Imagine speaking to a bot that writes exactly like someone you loved — matching their pauses, phrases, tonality and private jokes — even though they are no longer alive. Large language models show how far this can go. When fine-tuned on an individual’s data, LLMs have the potential to turn resurrection and grief into a market. And profits.
This is no dystopian fiction. In 2017, Microsoft patented a chatbot designed to simulate specific people using emails, messages and social media history. In December 2025, Meta received a patent for systems capable of generating posts in the voice of deceased users. Start-ups such as HereAfter AI and You, Only Virtual already market interactive avatars built from recorded memories and digital traces. What began as memorialisation is becoming a service model.
Biological death ends agency, not data processing.

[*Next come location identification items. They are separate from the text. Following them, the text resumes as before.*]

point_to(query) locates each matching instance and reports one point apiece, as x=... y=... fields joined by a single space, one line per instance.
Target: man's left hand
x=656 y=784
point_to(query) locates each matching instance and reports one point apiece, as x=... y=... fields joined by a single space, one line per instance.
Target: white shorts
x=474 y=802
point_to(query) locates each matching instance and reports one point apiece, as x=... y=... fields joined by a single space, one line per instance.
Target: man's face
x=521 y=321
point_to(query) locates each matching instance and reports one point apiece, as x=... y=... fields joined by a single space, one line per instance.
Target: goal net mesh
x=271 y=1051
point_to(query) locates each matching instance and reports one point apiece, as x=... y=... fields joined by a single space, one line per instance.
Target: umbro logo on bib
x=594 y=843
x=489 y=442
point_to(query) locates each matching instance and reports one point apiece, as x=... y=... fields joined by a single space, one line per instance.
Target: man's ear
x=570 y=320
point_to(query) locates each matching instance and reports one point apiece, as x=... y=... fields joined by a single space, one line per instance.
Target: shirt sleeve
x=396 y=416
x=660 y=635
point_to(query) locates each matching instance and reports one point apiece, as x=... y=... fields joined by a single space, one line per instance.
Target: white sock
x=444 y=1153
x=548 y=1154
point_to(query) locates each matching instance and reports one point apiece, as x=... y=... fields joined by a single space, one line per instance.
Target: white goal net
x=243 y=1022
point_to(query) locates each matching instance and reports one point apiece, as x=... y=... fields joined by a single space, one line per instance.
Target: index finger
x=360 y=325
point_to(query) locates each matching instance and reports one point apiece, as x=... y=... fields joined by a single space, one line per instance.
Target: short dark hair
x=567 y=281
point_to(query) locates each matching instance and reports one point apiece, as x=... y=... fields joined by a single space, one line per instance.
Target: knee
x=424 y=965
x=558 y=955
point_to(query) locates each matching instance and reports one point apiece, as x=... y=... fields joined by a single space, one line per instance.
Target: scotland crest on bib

The deeper question is what changes when the subject of that data can no longer consent.
Who owns our data, in life and after it?
The answer begins with a misconception: personal data is rarely “owned” in the traditional sense. Users generate data but do not fully control its storage, use, replication or monetisation. Access can be revoked if accounts are suspended or content removed. Digital assets sit uneasily within property law; they are largely licensed, not possessed. In practice, users have permission, not ownership.
After death, this permission-based model becomes even more contingent. Control shifts to platform policies, nominee provisions and incomplete national laws.
India’s Digital Personal Data Protection Act allows individuals to nominate a representative to exercise certain data rights after death, including access and erasure, but it does not clarify ownership or resolve conflicts between privacy and inheritance. The European Union’s GDPR enables erasure requests during life, yet post-mortem application varies by member state. In the United States, platform policies dominate,
though state laws such as the Uniform Fiduciary Access to Digital Assets Act provide partial access rights. The result is inconsistency rather than clarity.
What are the ethics of using this data?
If data persists as training material or a commercial asset, the dead continue to shape systems they cannot influence. Their messages and profiles remain structured datasets long after consent is impossible. Participation becomes posthumous and involuntary.
The dead may have no use for privacy, but the living have a right not to be haunted by commercialised simulations. Should consent extend beyond death? Should individuals be able to prohibit simulation? Should true deletion be recognised as a post-mortem privacy right? The law is still catching up. Ethics has barely begun.